La reunificación alemana, que se selló el 3 de octubre de 1990, marcó el inicio de un proceso destinado a equiparar las condiciones de vida entre el territorio de la extinta República Democrática de Alemania (RDA) y el resto de Alemania. Este proceso ha costado casi 2 billones de euros y ha presentado tanto luces, como la convergencia de salarios, como sombras, como la pérdida de productividad y un creciente sentimiento de desigualdad.
Diferencias y Expectativas
Ilko Sascha Kowalczuk, historiador, comentó: «Diferencias hay en todas partes; cuando recorro España veo muchas diferencias y es distinto estar en Madrid, Barcelona, Andalucía o el País Vasco. Eso también es así en Francia o Italia y también en Alemania. Hay que acostumbrarse a ello».
Kowalczuk también afirmó que existía una expectativa errónea en Alemania. Hubo gente que creyó que se despertarían en un país floreciente al día siguiente de la reunificación.
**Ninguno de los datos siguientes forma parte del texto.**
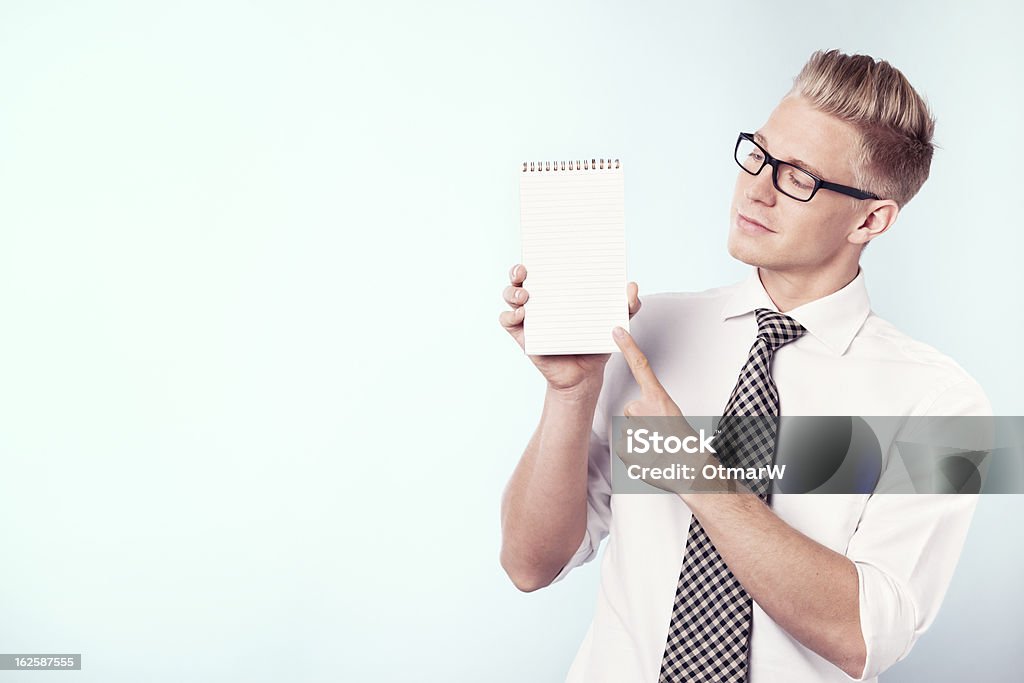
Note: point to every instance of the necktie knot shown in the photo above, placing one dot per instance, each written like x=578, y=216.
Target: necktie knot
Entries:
x=777, y=329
En la extinta RDA, tras el júbilo inicial, muchas personas enfrentaron la dura realidad de que numerosas empresas cerraron por falta de competitividad, resultando en una considerable pérdida de empleos.
Brecha Demográfica
Desde 1990, según cifras de la Oficina Federal de Estadística (Destatis), la población en Alemania ha crecido un 5 %, alcanzando 83,6 millones de habitantes. Sin embargo, el oeste ha experimentado un crecimiento poblacional del 10 %, mientras que el este de Alemania ha visto su población reducirse en un 16 %.
Este descenso se debe en gran parte a un proceso de migración interna, impulsado inicialmente por las mejores oportunidades laborales en el oeste para los jóvenes que se produjeron después de la reunificación. La migración neta del este hacia el oeste ha sido de 1,2 millones de personas, con la mitad de este flujo ocurriendo en los primeros diez años tras la reunificación.
La economía de la RDA sufrió un duro golpe, especialmente después de la unión monetaria con Occidente en junio de 1990, lo que provocó un abrupto abandono de industrias. Como explicó el historiador Hanno Hochmut del Centro de Historia Contemporánea de Leipzig: «Los productos que se producían en la RDA perdieron todo interés de la noche a la mañana. Ya no tenían demanda».
Convergencia Inconclusa
A lo largo de los años, ha habido un proceso de convergencia en muchos aspectos, aunque las diferencias persisten. Según un estudio de la Fundación Bertelsmann, la diferencia en el nivel de ingresos se ha reducido del 26 % registrado en 1990 al actual 15,9 %.

Aún más pronunciadas son las disparidades en riqueza; el patrimonio promedio de los habitantes del este de Alemania representa solo el 44 % del patrimonio de los alemanes occidentales. Mientras cada alemán occidental tiene, en promedio, un patrimonio de 153.000 euros, los alemanes del este poseen solo 67.400 euros por ciudadano, a pesar de haber experimentado un crecimiento del 75 % en su patrimonio desde la reunificación.
Expectativas Poco Realistas
Un estudio del Instituto de Estudios Económicos de Berlín concluye que lo problemático no ha sido tanto el desarrollo del proceso de unidad, sino las «expectativas poco realistas» de que pronto surgirían paisajes florecientes, citando una frase del canciller Helmut Kohl de 1990. Lo que se presentó a corto plazo fue diferente: la drástica pérdida de productividad en el este condujo al cierre de empresas y un aumento del desempleo.
En cuanto al desempleo, ha habido también un proceso de convergencia. En 1991, la tasa de desempleo en el este era del 10,2 %, comparado con el 6,2 % en el oeste. Para 2005, el desempleo en el este había aumentado a 20,6 %, mientras que en el oeste era del 11 %. Con el tiempo, la brecha empezó a cerrarse gracias a reformas del gobierno del socialdemócrata Gerhard Schröder entre 2002 y 2005.
Actualmente, la tasa de desempleo es del 5,3 % en el oeste frente al 7,2 % en el este, según cifras de la Agencia Federal de Empleo.